Wie beurteilen Sie die Situation an den Finanzmärkten, besonders an den Börsen?
Dr. Philip Gisdakis Die Unterstützung von geld- und fiskalpolitischer Seite wird über einen sehr langen Zeitraum anhalten. Damit bleiben die Zinsen weiterhin sehr niedrig und die Liquidität im Markt hoch. Auch wenn sich die Kurse nach den panischen Reaktionen im Frühjahr inzwischen wieder erholt haben: Die Situation Ende Oktober zeigt eindeutig, dass wieder sehr viel mehr Volatilität an den Aktienmärkten besteht.

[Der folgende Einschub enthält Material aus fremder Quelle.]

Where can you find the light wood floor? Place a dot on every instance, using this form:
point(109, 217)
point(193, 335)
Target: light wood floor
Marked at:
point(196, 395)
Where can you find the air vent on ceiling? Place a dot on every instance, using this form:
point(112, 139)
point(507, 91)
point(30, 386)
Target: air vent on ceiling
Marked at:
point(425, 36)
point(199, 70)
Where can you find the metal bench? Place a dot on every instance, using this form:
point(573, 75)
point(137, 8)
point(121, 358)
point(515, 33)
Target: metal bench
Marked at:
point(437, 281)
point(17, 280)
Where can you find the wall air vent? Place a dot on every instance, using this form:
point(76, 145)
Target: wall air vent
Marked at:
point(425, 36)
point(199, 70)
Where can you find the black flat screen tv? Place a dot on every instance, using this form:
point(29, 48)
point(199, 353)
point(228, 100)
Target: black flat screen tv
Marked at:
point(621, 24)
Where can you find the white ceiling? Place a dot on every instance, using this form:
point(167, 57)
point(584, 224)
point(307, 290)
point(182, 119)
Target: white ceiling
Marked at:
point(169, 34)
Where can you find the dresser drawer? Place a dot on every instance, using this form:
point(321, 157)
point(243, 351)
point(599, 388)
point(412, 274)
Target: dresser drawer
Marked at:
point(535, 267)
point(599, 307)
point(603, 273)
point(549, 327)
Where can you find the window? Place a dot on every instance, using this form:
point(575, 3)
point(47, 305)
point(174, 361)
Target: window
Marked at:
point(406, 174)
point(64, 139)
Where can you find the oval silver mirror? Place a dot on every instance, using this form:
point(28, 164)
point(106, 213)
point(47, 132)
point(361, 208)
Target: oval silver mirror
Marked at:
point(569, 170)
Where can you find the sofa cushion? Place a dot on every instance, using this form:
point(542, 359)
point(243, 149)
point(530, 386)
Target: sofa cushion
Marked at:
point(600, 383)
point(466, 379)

An der Börse werden die Gewinnerwartungen gehandelt, und zwar nicht die kurzfristigen Schätzungen, die erst zeitverzögert von den Analysten angepasst werden, sondern die Prognosen für 2021 und 2022. Hierbei muss man differenzieren. Nicht alle Verluste aus der Corona-Zeit werden sich aufholen lassen, während andere Unternehmen kaum betroffen sind.
Die gute Nachricht lautet, dass die Unternehmen in den zurückliegenden guten bis sehr guten Jahren große Liquiditäts- und Eigenkapitalpolster aufgebaut haben. Hinzu kommt die staatliche Unterstützung. Die Überlebenschancen für die meisten Unternehmen stehen also gut. Und falls nicht, haben auch die Banken ausreichend Rückstellungen für einen moderaten Anstieg des Insolvenzgeschehens. Langfristig wird sich die Frage stellen, ob die Unternehmen tragfähige Geschäftsmodelle haben und zukünftig (wieder) Geld verdienen können.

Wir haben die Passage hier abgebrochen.